Having moved out of a barren block in the Lower East Side of Manhattan to the lush canopies of Park Slope, Brooklyn, I feel more relaxed and safer than I did before. Coming home one night to my last apartment, I heard gun shots go off just down the street and read in The New York Times the next day that three people had been shot. Knock on tree that my new neighborhood stays safe. According to these studies about the benefits of a significant number of trees in one area, it will.

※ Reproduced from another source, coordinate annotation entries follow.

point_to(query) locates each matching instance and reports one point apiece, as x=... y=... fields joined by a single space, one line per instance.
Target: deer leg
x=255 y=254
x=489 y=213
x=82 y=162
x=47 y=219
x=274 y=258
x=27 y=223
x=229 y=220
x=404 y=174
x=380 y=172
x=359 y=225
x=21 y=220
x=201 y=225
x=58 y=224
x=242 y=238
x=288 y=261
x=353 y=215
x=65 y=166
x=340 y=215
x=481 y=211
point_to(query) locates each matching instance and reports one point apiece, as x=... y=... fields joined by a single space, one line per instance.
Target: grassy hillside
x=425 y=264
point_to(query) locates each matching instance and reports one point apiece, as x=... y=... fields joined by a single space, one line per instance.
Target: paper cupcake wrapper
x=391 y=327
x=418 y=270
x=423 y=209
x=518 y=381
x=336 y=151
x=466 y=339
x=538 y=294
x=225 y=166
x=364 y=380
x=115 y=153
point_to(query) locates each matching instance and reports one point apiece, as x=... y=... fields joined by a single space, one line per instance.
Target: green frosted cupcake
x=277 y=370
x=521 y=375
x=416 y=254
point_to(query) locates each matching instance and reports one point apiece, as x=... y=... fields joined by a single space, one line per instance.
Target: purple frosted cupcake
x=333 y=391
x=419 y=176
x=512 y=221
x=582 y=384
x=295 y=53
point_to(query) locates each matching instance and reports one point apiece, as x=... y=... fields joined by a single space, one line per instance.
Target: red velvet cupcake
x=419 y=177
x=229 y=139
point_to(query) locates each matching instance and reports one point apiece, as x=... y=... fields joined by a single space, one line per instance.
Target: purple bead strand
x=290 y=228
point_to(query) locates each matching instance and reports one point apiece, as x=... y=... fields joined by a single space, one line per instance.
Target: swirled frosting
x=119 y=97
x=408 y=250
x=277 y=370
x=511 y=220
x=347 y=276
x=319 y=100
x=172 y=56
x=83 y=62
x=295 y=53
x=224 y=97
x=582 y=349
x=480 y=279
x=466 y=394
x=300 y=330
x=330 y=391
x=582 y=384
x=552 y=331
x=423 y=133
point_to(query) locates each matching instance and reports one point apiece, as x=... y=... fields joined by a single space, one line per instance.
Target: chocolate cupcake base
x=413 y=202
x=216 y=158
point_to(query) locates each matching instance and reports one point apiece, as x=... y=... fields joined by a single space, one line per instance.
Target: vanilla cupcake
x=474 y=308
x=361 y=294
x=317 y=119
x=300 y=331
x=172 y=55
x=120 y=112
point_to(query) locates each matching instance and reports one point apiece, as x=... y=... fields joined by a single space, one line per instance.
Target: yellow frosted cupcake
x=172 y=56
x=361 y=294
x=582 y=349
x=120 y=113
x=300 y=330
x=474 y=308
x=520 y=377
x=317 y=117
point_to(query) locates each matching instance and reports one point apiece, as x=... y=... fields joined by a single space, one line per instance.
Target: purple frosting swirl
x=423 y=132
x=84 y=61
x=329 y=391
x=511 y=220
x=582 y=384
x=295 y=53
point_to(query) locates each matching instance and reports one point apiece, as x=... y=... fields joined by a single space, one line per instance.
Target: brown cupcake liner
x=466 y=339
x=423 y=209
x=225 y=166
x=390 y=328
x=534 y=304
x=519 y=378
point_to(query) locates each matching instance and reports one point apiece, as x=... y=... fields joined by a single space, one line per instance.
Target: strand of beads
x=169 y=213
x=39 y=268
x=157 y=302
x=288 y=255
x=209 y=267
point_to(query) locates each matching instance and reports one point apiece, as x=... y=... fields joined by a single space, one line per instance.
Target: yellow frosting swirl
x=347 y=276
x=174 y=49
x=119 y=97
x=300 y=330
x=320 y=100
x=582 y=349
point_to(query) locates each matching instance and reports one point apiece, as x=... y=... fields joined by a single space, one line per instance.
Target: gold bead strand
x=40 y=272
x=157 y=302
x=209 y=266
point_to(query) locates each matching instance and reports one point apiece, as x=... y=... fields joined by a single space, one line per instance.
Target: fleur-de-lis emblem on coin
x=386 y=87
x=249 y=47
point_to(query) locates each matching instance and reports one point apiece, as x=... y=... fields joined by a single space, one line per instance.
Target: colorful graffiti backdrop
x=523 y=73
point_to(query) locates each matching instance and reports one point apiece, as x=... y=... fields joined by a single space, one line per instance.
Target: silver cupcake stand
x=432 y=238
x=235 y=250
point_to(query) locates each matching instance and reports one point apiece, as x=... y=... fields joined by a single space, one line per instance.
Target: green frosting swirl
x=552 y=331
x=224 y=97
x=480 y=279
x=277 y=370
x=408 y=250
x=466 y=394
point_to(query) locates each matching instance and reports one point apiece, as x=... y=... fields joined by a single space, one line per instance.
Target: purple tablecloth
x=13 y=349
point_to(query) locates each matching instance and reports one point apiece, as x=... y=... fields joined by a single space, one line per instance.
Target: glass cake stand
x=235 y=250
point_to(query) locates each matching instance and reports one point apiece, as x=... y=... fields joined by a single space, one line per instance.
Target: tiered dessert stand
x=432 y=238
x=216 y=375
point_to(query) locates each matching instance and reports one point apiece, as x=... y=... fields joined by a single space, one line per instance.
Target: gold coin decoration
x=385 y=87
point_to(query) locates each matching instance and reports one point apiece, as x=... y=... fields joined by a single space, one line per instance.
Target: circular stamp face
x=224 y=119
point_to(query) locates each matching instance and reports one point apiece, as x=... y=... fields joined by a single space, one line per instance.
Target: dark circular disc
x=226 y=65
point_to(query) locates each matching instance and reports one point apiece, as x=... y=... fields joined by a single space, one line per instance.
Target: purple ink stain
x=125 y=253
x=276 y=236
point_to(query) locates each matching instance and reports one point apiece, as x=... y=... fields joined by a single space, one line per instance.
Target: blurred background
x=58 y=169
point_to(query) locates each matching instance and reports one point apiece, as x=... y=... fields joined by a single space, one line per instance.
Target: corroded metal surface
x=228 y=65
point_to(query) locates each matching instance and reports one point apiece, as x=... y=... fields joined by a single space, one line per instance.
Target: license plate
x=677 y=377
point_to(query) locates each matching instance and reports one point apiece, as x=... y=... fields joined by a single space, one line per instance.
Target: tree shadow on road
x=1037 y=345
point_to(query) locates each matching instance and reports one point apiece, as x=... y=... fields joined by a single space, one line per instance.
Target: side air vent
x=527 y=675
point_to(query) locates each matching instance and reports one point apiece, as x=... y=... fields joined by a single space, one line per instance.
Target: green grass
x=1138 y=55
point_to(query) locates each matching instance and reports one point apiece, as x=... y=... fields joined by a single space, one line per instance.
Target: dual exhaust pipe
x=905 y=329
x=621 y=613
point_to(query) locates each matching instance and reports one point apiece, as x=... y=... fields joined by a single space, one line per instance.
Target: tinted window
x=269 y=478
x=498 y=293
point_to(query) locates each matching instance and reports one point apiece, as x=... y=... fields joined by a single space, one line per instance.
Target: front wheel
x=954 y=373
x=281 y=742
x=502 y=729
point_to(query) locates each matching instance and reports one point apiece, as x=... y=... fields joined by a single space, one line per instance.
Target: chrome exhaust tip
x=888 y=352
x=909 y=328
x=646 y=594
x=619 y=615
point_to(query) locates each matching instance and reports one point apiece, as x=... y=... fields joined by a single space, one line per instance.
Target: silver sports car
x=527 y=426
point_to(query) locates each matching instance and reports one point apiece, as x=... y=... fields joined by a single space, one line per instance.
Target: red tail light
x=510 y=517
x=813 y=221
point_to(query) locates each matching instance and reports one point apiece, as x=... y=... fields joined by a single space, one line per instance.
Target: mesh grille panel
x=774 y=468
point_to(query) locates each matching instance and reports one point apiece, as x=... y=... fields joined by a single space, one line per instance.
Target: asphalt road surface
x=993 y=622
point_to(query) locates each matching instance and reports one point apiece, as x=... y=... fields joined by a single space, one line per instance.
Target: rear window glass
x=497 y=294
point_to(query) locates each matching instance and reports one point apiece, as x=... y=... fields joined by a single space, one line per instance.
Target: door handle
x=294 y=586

It’s now widely known that the more affluent the neighborhood, the more trees it has. That’s why the New York Restoration Project (NYRP) targets low-income areas for their tree-planting and community garden projects. In October 2009, it opened a beautifully landscaped public garden in the South Bronx, blocks away from Yankee Stadium, complete with blooming small farming plots for local neighbors to grow fresh fruits and vegetables, and for the students in the public school across the street to study. Last night’s NYRP’s annual spring picnic at Gracie Mansion raised $1.1 million to continue greening New York’s most barren and high-need neighborhoods, and to stay on track to planting 1 million trees by 2015.

So if you’re lucky enough to live around trees, now that you know the many life-enhancing benefits they give you, isn’t it time you hugged a tree?